The Catholic Church deemed interest on loans to be usurious, no matter the percentage; Fugger brazenly overturned the ban. He also helped set off the Protestant Reformation and likely funded Magellan’s voyage around the world. He became the chief financial backer of the Habsburgs of Austria, the Vatican’s lead banker and the top financier to Rome.
But he was a controversial figure who often used trickery and bullying to get his way. Born a commoner, the moneylender was constantly under attack by enemies who, because of his ruthless ways, branded him a heartless usurer.
Meantime, Fugger was in fact an astute businessman who believed strongly in free capital markets. He keyed in to his competitors’ vulnerabilities and his customers’ motivations, and made himself indispensable to the latter.
Born to a wealthy family in Augsburg, Germany, in 1459, Fugger’s objective in life was to become the richest man in the world. He also became the first modern businessman because he was the first to “pursue wealth for its own sake without fear of damnation,” Steinmetz says.
An innovator, Fugger pioneered a network of branch offices and created the world’s first news service — via courier — to quickly disseminate market-sensitive information to customers, according to Steinmetz. He was also first, the author says, to combine the results of multiple operations in one financial statement, allowing him to see the big picture.

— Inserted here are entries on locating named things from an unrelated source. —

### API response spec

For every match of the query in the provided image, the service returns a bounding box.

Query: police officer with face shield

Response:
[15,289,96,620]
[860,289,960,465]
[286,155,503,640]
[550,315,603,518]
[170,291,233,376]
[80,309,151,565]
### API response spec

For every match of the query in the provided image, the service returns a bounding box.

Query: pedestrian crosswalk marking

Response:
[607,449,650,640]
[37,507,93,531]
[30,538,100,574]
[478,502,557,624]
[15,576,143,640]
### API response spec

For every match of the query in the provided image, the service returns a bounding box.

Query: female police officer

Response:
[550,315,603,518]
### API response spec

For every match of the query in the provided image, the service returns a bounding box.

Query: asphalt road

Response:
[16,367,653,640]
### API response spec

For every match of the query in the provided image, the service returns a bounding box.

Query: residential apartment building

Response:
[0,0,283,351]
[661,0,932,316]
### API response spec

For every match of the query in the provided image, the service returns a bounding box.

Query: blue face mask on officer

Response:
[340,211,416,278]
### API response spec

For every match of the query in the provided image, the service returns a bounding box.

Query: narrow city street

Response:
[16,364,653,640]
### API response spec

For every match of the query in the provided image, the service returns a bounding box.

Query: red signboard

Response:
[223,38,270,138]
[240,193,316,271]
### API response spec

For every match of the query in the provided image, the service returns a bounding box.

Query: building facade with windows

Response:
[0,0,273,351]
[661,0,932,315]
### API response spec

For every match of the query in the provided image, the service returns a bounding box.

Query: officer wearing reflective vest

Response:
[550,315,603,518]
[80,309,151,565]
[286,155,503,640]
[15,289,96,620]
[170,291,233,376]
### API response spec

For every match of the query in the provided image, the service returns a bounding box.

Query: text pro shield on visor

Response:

The pinnacle of Fugger’s success came after death, by which time his nephews were running the company. The family continued at the helm for another 100 years but then let the firm simply fade away.
Fugger’s only source of direct descendants is a daughter that the married banker fathered with his mistress. Steinmetz tracked down six of these heirs, speculating that there are probably others.
Our sister site, ThinkAdvisor spoke one recent morning with the Cleveland, Ohio-born author — with money managers Ruane, Cunnniff and Goldfarb and who, as a former journalist, was a Wall Street Journal bureau chief in Berlin and London — about the man that he maintains invented modern capitalism.
ThinkAdvisor: Jacob Fugger typically wore a gold cap and lush fur scarves. He lived in palaces with marble floors. His office was dubbed The Golden Counting Room. Was it actually bedecked with gold?
Greg Steinmetz: No, but that’s what people called it because it was where Rumpelstiltskin spun his gold.
How do you figure that Fugger was the richest person who ever lived?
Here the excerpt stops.